= F+A Architects =

 F+A Architects is an architectural firm based in Pasadena, California, and was founded in 1973. It works primarily in the planning and design development of retail stores and shopping malls. Many of the firm's projects are designed and built in North America, but F+A has also worked on large international projects, most notably in Dubai UAE, Qatar, and Jordan.

==North American projects==
Several of the firm's projects are noted for a simulated Italian village architectural style, a practice that began with the firm's 1998 design of The Commons complex in Calabasas, California. The firm would continue using a neo-Italianate motif in its 2005 design of the Simi Valley Town Center regional mall in Simi Valley, California, which is designed to look like an Italian hillside village. To give the Simi Valley Town Center a more European appearance, the mall was designed with architectural elements such as trellised and covered walkways, gardens, courtyards, arches, and copper domes.
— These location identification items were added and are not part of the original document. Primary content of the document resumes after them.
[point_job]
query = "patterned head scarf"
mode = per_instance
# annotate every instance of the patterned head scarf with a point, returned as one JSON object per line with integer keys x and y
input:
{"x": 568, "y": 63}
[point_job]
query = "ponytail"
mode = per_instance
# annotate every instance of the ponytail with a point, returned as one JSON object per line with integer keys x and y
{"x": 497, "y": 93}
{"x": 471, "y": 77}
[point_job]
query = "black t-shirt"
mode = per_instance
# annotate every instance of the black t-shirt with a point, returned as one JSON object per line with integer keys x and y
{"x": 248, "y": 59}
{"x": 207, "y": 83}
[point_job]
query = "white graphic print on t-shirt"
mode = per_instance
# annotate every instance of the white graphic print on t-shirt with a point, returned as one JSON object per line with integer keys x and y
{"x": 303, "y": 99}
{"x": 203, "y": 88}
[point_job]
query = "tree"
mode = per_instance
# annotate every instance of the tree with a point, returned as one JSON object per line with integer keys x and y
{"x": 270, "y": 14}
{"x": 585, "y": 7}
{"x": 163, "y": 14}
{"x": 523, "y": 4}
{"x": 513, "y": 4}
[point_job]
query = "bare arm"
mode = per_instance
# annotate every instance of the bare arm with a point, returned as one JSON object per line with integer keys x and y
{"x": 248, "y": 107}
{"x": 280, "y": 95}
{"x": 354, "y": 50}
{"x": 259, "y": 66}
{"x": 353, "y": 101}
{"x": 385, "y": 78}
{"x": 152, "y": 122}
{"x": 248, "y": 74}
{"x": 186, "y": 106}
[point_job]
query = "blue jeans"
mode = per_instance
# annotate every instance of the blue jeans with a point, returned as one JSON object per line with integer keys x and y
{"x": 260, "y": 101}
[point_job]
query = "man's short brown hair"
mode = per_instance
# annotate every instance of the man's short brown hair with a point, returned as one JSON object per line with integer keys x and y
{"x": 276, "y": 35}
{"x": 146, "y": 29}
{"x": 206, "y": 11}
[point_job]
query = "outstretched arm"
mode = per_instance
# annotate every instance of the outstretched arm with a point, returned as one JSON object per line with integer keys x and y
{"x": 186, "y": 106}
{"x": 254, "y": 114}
The incorporation of such traditional elements typifies F+A's overall historicist design style. In the 2003 design of the Pike at Rainbow Harbor in Long Beach, California, the firm used numerous shapes, angles, colors, and textures to create a venue that looked like it had always been part of an historical waterfront area. Each building in the complex has a unique footprint, to avoid the uniform "big box store" appearance that is typical of many modern shopping malls.

The firm has also designed several malls around the upscale lifestyle center design concept, which combines retail shopping with other leisure amenities. For example, The Village at Park Royal Shopping Centre in West Vancouver is considered to be Canada's first lifestyle center.

==Middle Eastern projects==
The firm's most famous design project to date is the Mall of the Emirates in Dubai, which is considered the world's first shopping resort. The design of the mall incorporates both European and Arabic design elements. The firm is currently doing more design work in Dubai, including a motorcycle racetrack, a watersports facility, and a large go-kart racing facility at the Dubailand complex.

==Selected work==
- Ontario Mills (1996), Ontario, California
- The Commons (1998), Calabasas, California
- Fashion Fair Mall (renovation and additions, 2003) Fresno, California
- Pike at Rainbow Harbor (2003), Long Beach, California
- The Village at Park Royal Shopping Centre (2004), West Vancouver, British Columbia, Canada
- Mall of the Emirates (2005), Dubai, United Arab Emirates
- Simi Valley Town Center (2005), Simi Valley, California
- Landmark Theatres building at Westside Pavilion (2007), Los Angeles, California (with PleskowRael)

==Awards and recognition==
- International Design & Development Awards, International Council of Shopping Centers (ICSC) in 2000, 2006, 2007.

- Award of Excellence: Commercial/Retail Development, Urban Development Institute-Pacific Region, in 2005.